ATLANTA, GA – A groundbreaking new study by the National Recruiting Research Institute has confirmed what trucking recruiters have long suspected: nearly 87% of all online driver leads originate from the same mysterious individual – a man known only as Carl.
Researchers say Carl, believed to be somewhere in the Midwest, has applied to over 40,000 trucking positions in the past year alone. His contact info varies slightly from form to form, but his habits are unmistakable: same Gmail domain, same favorite lane preferences, and the same haunting silence after initial contact.
“We thought we were chasing multiple prospects,” said Paula Nguyen, senior recruiter at FleetPro Hauling. “Turns out, it was just Carl, a one-man lead generation empire. I’ve personally left him 212 voicemails. At this point, I’d just like closure.”
The report reveals Carl’s name appearing across dozens of recruiting CRMs under aliases such as “Carll,” “C. Arl,” and “Carl (maybe interested?).” Some agencies have even built automated systems to identify and block his submissions, but he continues to outsmart them.
“We tried CAPTCHA, we tried phone verification, we even added a trick question like ‘Do you actually exist?’” said Travis Cole, tech manager at RollRight Logistics. “Carl always finds a way through.”

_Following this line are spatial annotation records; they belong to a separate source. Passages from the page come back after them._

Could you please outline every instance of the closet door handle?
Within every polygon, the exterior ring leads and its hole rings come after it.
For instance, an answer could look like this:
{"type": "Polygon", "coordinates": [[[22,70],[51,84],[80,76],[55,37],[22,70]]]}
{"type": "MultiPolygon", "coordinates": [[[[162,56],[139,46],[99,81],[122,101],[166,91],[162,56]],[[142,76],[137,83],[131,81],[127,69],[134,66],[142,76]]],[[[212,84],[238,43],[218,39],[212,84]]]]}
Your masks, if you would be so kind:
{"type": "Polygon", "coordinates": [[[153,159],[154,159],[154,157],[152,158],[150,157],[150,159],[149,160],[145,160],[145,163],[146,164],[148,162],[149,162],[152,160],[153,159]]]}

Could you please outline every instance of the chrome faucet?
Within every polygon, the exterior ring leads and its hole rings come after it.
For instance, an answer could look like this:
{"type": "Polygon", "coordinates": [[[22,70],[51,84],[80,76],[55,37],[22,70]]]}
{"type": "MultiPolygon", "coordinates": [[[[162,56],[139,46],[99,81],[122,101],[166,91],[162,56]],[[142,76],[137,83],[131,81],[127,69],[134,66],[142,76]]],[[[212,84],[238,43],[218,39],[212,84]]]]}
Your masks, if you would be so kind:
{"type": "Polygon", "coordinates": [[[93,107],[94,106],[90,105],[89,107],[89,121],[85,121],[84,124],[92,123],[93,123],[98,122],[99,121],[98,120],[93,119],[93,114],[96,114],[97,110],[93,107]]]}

Industry analysts estimate that Carl’s applications have inflated cost-per-lead metrics nationwide. “Recruiters are burning thousands chasing ghosts,” explained data scientist Jordan Vega. “Carl alone might account for 12% of America’s recruiting spend and 98% of recruiter heartbreak.”
No one knows Carl’s true motives. Some believe he’s a bored former driver testing automation systems. Others claim he’s a myth – an algorithm that gained sentience and now applies to jobs for sport.
“He’s not just a man,” Nguyen said quietly. “He’s a lesson.”
As of press time, a new lead named “Karl” just submitted another form for the same job. Recruiters suspect they’ve found their guy – again.